The students from University F accounted for 42.34% of the observations, and they were more junior (numerous 1st and 2nd year students) than students from the other universities. The inability to control the test settings, the students' preparation before the test, or their use of additional materials during the test could introduce bias into the data. Further, differences in language or cultural conventions between student groups that the model does not account for might influence the students' responses and, therefore, undermine the usefulness of the model. To mitigate the potential influence of the uneven distribution of the students between universities, we repeated the analyses using down-sampled and weighted datasets. The results from all of the control analyses conformed with the original results from the unweighted complete set of observations.
One of the advantages of structural equational modeling over alternative methods, such as factorial analysis of variance, is that structural equation modeling (SEM) can estimate the attenuated (error-free) values of latent traits. Even though SEM cannot determine the true levels of latent traits, it effectively separates measurement errors from the observed values. This separation results in disattenuated correlation coefficients, which are typically larger between trait level estimates than between raw scores calculated from indicator items. For example, the disattenuated correlation coefficient between the estimated latent levels of the unreflective approach and cynicism was r = 0.70 (0.62–0.77; Figure 9). In contrast, the correlation coefficient between the raw sum scores of corresponding indicator items was only 0.42 (0.30–0.53; Figure 4).
Figure 9. Estimated standardized levels of the deep and unreflective approaches to learning and for the self-perceived study burnout for each participant. Upper triangle: bivariate Spearman correlation coefficients with bootstrapped 95% confidence intervals (2,000 iterations). Lower triangle: bivariate scatter plots with correlation ellipses and loess fit with confidence intervals (α = 0.05). Diagonal: histograms with density plots. The raw scores are on the x-axis and the counts on the y-axis. N = 248.
The score of the VetRepos test, which spans the entire core of the veterinary curriculum, regresses positively on the study year (Figures 5 and 2B). The squared value of the standardized regression suggests that the study year explains ~46% of the variation in the VetRepos test score. A similar approach to square the regression coefficients of the full structural equation model suggests that the combined effect size of the learning approaches explains only ~9% of the total variation of the VetRepos test score. The remaining 45% of the variation is not accounted for by the model and probably includes differences between individuals, universities, and genders, as well as the error variance that could not be captured.
4.2 Burnout perceived by veterinary students
We did not estimate the prevalence of study burnout as the SBI-9 instrument is not designed for this purpose (17). However, other studies have reported burnout prevalence levels >40% among students in medicine and veterinary medicine (19, 20). Learning environments, including perceived low levels of support from staff and peers, cynical residents or interns, and clinical rotations with overnight calls, were associated with study burnout among medical students (50). Interestingly, a comparison of veterinary students with or without burnout revealed no differences between genders (19, 20), the stages of study, or study success regarding exam grades and passed exams (20). In contrast, burnout was associated with the perceived stress related to exams and various social contexts like colloquiums, contacts with teachers or pet owners, and fieldwork (20).
We, too, did not find an association between burnout and study success.
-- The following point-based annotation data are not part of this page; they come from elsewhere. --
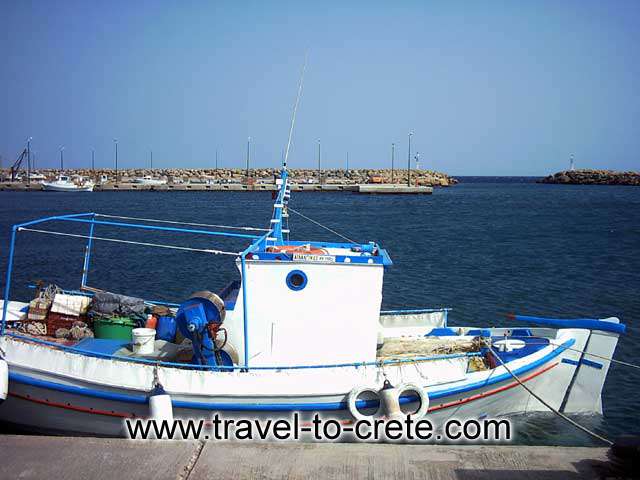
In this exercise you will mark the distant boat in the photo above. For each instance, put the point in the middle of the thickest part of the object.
(149, 180)
(64, 184)
(37, 177)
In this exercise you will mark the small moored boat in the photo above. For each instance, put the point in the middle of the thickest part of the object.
(64, 183)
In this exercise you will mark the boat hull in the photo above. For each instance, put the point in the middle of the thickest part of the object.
(52, 187)
(43, 400)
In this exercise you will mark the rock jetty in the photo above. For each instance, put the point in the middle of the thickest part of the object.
(261, 175)
(593, 177)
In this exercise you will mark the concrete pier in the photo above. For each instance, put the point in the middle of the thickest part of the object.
(70, 458)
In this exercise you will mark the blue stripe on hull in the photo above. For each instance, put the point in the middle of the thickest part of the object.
(277, 407)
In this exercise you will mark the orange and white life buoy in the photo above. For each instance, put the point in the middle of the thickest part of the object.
(306, 249)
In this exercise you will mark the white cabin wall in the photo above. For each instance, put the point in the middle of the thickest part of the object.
(334, 319)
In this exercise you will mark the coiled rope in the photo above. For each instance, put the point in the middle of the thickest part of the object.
(131, 242)
(560, 414)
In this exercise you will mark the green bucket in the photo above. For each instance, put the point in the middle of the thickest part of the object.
(116, 328)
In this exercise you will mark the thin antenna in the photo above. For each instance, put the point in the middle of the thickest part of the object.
(295, 109)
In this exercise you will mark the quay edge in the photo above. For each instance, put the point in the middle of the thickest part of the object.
(73, 457)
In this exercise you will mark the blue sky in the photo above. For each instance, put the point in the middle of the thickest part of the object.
(488, 88)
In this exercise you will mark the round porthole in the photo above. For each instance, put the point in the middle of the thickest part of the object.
(296, 280)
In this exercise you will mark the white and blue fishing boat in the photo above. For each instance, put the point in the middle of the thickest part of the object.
(302, 330)
(304, 333)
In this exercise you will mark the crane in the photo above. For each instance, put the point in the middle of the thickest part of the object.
(18, 163)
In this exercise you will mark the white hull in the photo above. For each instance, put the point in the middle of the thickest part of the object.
(52, 390)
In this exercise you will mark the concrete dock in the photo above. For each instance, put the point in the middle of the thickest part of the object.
(28, 457)
(236, 187)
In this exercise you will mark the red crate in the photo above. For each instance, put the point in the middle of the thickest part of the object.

The model-estimated regressions of the VetRepos test score on the latent traits of perceived burnout were non-significant (Figure 5). However, cynicism and exhaustion correlated significantly (α = 0.05) with the unreflective approach with very large correlation coefficients [r = 0.56 (95% ci = 0.40–0.72) vs. 0.63 (0.49–0.78), Supplementary Table 7A] (44). This suggests that the relationship between perceived burnout and the VetRepos test score is indirect and possibly mediated by the association with the unreflective approach (Figure 5). The nature of this relationship should be further investigated. Understanding the causality's direction and nuances would help design interventions for improving the students' wellbeing and learning. For example, to distance themselves from the unreflective approach, students might need help seeing how different courses and contents are linked. This could be done at various levels, including curriculum and course development. Increasing teacher interaction to support them in understanding the cumulative knowledge building in the curriculum could also benefit the students. In addition to improving the learning environment, the interventions could also be targeted to enhance the students' psychological flexibility (51, 52), which in working life has been shown to mitigate burnout (53, 54).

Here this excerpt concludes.